Motivo da Candidatura: A reabilitação do edifício nº 78 a 86 da Rua Capitão Renato Baptista não é significativa pela dimensão da obra ou da intervenção. No entanto se encararmos este edifício como uma unidade exemplar de um conjunto que abrange grande parte da cidade de Lisboa, então a escala torna-se enorme.

Apesar de existir uma tendência, eminentemente política, que acredita que a reabilitação da cidade se fará através de mega-operações com grande escala e financiamento, é nossa convicção que o caminho é outro. A estrutura fundiária Lisboeta, a própria topografia, levam a que seja muito complicado criar grandes conjuntos que possam ser intervencionados globalmente. Assim, a tendência será para uma reabilitação da cidade feita de muitas intervenções de pequena escala, sem implicar grandes investimentos e financiamentos.
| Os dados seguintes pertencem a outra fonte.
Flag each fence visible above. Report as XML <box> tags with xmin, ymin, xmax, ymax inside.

Por isso mesmo fazem falta em Lisboa intervenções cuidadas sobre edifícios correntes, mas intervenções baseadas no objecto. Intervenções que não são sobre monumentos nem sobre conjuntos monumentais, que não são sobre edifícios classificados, mas nas quais é posto o mesmo empenho que em edifícios especiais.
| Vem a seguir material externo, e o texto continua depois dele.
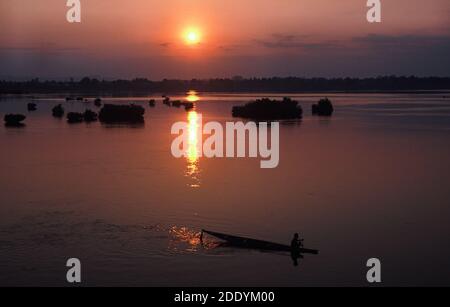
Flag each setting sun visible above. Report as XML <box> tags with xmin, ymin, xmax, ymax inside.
<box><xmin>184</xmin><ymin>29</ymin><xmax>201</xmax><ymax>45</ymax></box>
No caso do edifício da Rua Capitão Renato Baptista foi possível reabilitar o edifício aproximando-o do desempenho de um edifício moderno, preservando o seu carácter modesto mas cuidado de ‘gaioleiro’, criando uma nova coerência e unidade eventualmente mais interessante do que aquela que ele possuía.
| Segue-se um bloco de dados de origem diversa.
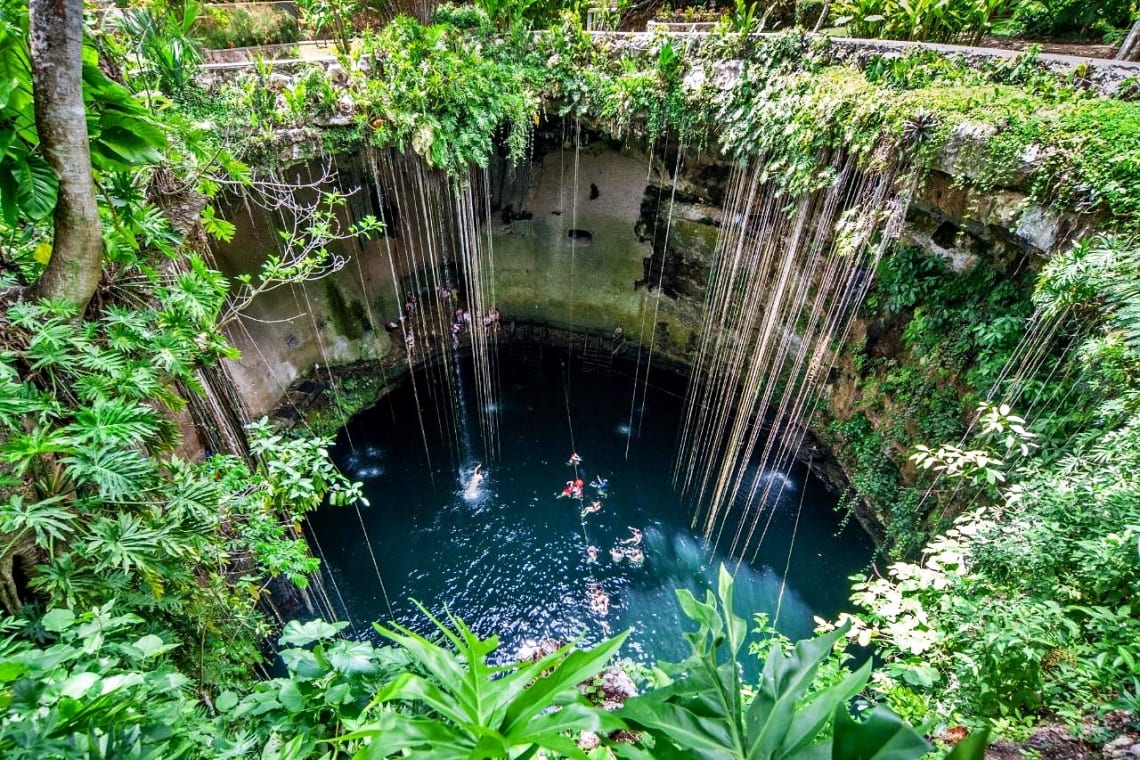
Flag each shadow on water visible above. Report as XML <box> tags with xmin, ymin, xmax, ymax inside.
<box><xmin>310</xmin><ymin>354</ymin><xmax>872</xmax><ymax>663</ymax></box>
Ao contrário do que acontece frequentemente o objecto resultante da intervenção é perfeitamente reconhecível como o original, tira proveito da diversidade e riqueza das soluções construtivas e espaciais, mas acrescenta-lhe novo valor não só pela melhor desempenho conseguido no que respeita às exigências do habitar contemporâneo, pelo potenciar de espaços preexistentes subaproveitados como os átrios dos apartamentos ou as varandas a tardoz, mas também pela riqueza espacial das novas tipologias de habitação que tiram partido de duplos pés-direitos, dos espaços exteriores, das vistas.

Acredita-se que este exemplo vem demonstrar não apenas a possibilidade da reabilitação destes edifícios correntes (pode-se mesmo dizer banais) mas principalmente a pertinência destas intervenções independentemente das questões ambientais e patrimoniais.

Em diversos aspectos, mas especialmente no que respeita à qualidade espacial e matérica, o resultado final pode ser tão ou mais interessante do que a obra nova pois estes edifícios possuem algo que nenhum arquitecto consegue criar instantaneamente e nenhum edifício novo consegue alcançar – Tempo.